Mass-produced plastic was introduced around the middle of the last century as a miracle material: light, malleable, durable and resistant. Since then, plastic production has increased rapidly. About 70 years later, the annual plastic production exceeds 300 million tons.
Last EEA Report (European Environment Agency) outlines the need to increase efforts to recycle plastics in Europe and gains more and more importance, especially after the Basel Convention. The report sheds light on the scope of the challenge, and offers suggestions on how to better deal with the growing issue going forward. Despite efforts to reduce the use of plastics in the 28 EU Member States, demand grew to 52 million tonnes in 2017, up from 46 million tonnes in 2010.
New EEA Report focus on next challenges
Despite some promising initiatives, specific prevention targets to decrease plastic wastes are not yet widespread in Europe. In EEA Report 2019 “Preventing plastic waste in Europe” emerges that only 9 countries have explicit objectives for prevention of plastic waste.
The EEA report provides a state of the art of plastic waste prevention in Europe and has mapped efforts in EEA member countries (in addition to the 28 EU, Iceland, Norway, Switzerland, Turkey) to address the production of plastic waste through prevention measures. According to the report, “prevention of the most environmentally damaging types of plastic, such as disposable plastics and non-recyclable plastic products, should be given priority. While taxes on plastic shopping bags have led to remarkable results in reducing their use and waste in many countries, such measures should also be applied to other types of plastic products, such as plastic packaging waste, which represents the single largest flow of plastic waste in Europe ».
The EEA recalls that “plastic waste is a growing problem worldwide. The EU recently took action on waste prevention and introduced new measures to tackle waste and plastic pollution, for example through the European Commission’s 2018 European strategy for plastics in a circular economy and the material directive. single use disposable plastics.
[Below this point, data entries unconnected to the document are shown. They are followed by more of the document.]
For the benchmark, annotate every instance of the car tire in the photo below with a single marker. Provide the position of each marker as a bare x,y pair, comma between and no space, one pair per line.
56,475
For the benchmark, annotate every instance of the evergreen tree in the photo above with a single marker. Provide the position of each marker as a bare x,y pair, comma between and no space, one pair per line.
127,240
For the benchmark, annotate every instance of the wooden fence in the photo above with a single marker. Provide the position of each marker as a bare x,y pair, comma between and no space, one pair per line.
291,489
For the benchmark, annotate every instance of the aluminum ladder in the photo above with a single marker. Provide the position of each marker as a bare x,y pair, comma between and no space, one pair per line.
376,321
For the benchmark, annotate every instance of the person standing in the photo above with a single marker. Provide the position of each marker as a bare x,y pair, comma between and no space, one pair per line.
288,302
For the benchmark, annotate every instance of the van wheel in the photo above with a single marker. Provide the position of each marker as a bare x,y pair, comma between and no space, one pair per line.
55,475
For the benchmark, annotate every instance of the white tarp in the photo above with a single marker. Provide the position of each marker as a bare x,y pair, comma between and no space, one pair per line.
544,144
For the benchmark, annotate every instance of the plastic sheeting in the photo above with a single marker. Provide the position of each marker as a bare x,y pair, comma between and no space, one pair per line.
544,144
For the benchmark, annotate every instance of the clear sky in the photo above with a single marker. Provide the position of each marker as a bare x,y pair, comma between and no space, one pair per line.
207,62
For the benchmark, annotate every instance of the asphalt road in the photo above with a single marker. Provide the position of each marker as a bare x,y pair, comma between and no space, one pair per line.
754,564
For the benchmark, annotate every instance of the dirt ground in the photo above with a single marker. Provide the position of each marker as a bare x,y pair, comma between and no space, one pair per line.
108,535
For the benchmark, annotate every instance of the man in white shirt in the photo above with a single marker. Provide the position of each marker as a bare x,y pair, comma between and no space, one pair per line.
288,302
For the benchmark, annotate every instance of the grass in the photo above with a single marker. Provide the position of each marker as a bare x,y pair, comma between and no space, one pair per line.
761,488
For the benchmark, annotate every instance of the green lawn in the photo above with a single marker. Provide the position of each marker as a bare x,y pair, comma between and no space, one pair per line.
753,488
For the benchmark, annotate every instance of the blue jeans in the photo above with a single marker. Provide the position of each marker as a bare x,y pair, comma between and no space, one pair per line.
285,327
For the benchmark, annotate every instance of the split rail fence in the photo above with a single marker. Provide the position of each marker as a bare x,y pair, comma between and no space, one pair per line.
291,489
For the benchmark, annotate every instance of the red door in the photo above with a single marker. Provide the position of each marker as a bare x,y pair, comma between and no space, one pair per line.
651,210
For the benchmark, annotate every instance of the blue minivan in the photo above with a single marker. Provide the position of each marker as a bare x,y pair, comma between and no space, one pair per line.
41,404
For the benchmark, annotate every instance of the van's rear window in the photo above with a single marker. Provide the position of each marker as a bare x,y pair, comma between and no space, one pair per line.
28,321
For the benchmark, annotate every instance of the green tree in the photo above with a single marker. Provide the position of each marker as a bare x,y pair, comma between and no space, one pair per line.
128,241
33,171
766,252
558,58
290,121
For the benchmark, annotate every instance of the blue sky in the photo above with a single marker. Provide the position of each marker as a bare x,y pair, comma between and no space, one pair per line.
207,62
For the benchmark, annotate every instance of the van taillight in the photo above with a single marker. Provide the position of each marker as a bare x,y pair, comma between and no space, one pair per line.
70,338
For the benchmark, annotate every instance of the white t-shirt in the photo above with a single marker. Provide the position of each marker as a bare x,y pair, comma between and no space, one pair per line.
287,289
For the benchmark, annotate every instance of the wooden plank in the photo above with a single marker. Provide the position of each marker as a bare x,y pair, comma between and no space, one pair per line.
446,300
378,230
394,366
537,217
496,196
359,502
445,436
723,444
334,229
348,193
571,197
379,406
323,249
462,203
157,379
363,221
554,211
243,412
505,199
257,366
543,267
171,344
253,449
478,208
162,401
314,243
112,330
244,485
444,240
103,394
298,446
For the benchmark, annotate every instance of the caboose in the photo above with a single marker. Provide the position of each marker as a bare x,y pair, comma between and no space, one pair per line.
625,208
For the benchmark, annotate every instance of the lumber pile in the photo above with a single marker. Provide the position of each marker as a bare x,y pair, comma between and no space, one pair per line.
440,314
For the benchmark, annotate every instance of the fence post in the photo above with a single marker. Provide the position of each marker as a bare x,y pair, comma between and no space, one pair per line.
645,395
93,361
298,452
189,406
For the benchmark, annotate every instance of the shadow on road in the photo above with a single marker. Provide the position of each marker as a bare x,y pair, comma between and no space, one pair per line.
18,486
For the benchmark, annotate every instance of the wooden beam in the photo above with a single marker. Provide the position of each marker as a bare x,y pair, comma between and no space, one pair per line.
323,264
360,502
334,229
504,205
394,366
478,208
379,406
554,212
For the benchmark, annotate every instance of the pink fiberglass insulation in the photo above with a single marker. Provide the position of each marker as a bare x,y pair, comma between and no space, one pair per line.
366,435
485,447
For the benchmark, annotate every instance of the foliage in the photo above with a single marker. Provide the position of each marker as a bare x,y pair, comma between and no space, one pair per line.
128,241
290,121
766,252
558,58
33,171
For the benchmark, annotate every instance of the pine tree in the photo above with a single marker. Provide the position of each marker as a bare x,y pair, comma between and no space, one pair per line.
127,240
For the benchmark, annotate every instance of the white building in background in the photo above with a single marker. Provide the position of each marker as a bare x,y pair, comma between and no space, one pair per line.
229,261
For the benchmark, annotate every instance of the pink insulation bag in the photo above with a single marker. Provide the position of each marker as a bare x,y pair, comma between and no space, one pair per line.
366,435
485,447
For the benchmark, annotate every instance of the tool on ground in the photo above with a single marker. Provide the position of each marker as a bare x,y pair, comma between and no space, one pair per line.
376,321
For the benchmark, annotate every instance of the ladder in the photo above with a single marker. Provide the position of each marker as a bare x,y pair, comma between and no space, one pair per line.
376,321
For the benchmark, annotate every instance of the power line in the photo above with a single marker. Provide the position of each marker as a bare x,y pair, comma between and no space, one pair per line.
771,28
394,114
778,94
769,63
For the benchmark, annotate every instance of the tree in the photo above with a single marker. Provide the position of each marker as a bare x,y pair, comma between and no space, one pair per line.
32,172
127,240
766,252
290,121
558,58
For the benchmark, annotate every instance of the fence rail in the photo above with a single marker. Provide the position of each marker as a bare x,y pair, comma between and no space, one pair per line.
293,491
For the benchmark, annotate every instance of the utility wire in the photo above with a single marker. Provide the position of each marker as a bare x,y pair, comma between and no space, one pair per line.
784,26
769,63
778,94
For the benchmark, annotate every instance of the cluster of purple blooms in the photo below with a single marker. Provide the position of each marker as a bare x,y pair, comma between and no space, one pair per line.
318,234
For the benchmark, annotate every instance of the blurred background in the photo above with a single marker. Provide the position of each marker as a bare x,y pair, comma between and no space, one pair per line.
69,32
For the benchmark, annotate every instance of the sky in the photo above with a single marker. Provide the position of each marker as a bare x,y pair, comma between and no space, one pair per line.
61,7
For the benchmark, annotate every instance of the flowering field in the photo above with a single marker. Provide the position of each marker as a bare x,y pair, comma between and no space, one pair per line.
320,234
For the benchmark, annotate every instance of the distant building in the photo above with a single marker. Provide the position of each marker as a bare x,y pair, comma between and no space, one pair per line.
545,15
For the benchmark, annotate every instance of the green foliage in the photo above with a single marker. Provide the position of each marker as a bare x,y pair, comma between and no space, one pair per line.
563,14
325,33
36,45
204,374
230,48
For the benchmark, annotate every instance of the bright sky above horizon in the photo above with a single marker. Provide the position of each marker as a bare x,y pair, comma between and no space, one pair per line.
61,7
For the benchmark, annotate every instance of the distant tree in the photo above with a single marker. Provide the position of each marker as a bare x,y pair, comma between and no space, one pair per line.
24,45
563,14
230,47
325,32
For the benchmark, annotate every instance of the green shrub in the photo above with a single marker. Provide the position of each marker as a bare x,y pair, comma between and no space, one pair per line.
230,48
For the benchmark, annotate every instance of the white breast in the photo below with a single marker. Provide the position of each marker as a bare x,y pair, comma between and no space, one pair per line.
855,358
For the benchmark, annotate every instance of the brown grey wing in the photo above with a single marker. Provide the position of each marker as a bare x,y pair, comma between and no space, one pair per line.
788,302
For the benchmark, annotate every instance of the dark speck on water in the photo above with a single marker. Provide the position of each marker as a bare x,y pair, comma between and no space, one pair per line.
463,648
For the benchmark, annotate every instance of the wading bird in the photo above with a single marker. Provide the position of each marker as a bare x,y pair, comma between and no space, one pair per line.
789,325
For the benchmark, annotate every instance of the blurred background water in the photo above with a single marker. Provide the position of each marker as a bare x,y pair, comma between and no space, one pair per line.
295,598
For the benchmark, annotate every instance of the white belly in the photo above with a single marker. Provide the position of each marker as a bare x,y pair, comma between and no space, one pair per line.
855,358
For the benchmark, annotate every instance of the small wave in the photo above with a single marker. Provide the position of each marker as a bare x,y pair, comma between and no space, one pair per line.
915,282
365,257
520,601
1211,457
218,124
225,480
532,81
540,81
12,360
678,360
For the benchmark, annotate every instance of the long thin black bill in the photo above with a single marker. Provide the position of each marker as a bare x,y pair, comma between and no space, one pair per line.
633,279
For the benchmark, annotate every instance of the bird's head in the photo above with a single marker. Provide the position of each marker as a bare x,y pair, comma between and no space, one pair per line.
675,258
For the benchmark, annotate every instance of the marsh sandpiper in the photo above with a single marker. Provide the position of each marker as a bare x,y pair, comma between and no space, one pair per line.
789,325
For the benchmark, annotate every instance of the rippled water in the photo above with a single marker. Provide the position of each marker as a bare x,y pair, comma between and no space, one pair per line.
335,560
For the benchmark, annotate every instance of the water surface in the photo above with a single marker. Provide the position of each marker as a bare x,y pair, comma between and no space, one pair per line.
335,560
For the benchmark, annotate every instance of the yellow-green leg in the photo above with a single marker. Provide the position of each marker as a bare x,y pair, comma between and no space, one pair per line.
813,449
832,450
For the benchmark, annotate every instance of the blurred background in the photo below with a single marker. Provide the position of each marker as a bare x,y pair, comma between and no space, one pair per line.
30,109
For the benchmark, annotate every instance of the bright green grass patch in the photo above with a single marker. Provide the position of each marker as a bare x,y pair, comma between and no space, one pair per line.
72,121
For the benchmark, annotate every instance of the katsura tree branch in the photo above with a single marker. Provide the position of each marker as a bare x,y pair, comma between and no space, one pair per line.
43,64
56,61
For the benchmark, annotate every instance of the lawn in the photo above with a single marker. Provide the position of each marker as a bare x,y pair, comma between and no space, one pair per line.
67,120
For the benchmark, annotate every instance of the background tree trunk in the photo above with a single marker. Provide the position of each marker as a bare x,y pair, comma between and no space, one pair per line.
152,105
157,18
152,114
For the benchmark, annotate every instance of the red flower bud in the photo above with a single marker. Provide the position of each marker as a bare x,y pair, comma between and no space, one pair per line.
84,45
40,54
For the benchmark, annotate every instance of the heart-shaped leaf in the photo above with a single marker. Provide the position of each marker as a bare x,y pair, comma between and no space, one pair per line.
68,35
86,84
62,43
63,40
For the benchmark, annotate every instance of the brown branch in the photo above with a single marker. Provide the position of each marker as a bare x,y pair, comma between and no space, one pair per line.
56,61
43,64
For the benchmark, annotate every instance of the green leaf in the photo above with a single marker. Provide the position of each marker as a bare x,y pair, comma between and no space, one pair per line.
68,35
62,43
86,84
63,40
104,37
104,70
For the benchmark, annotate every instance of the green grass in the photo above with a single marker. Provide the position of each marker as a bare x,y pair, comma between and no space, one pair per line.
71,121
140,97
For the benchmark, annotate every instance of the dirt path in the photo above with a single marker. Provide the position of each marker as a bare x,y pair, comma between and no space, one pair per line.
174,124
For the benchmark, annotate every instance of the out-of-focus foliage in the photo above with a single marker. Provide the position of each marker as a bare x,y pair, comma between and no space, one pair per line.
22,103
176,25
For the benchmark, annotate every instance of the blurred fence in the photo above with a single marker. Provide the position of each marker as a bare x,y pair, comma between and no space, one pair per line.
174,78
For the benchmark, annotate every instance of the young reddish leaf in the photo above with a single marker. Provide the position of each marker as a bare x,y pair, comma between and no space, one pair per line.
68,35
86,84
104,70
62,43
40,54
But it is precisely the European Agency that notes that “the plastic recycling capacities have not kept pace with the growing global production of plastics. Currently, in Europe, only 30% of plastic waste is collected for recycling. Furthermore, most recycling operations take place outside Europe, where environmental practices and regulations may differ “.
What prevention measures for plastic waste?
The EEA report, which is based on a review of national and regional waste prevention programs and on the results of a survey carried out in 31 states, has identified 173 waste prevention measures implemented or expected to be implemented in the various member countries. It turns out that in almost half of EEA member countries plastic waste was declared a priority waste stream.
Of the 173 waste prevention measures identified, 105 concern the production phase of plastic products and 69 cover the consumption phase. With the exception of national actions, such as a plastic bag tax, most of the identified preventive measures consist of voluntary agreements and information activities. 37 of the 173 measures identified (20%) are market-based instruments. Of these, most relate to charging consumers for the use of plastic bags.
In total, 30 voluntary agreements on the prevention of plastic waste have been launched that have involved different groups of stakeholders and that often include specific objectives monitored by internal or external parties. Only 9 countries have explicit waste prevention objectives included in their prevention programs. The EEA notes that “clear and coherent goals, useful for driving innovation and improving waste management practices, are still lacking for most product groups and therefore activity and ambition levels differ between countries. ».
The examples of good practices identified include both regulatory initiatives such as the prohibition of some plastic products and softer measures such as agreements between stakeholders to reduce the consumption of plastic products (mainly packaging) and also training and capacity building . “Unfortunately – concludes the EEA – there are very few cases in which the initiatives adopted have been adequately evaluated, making it difficult to observe progress”.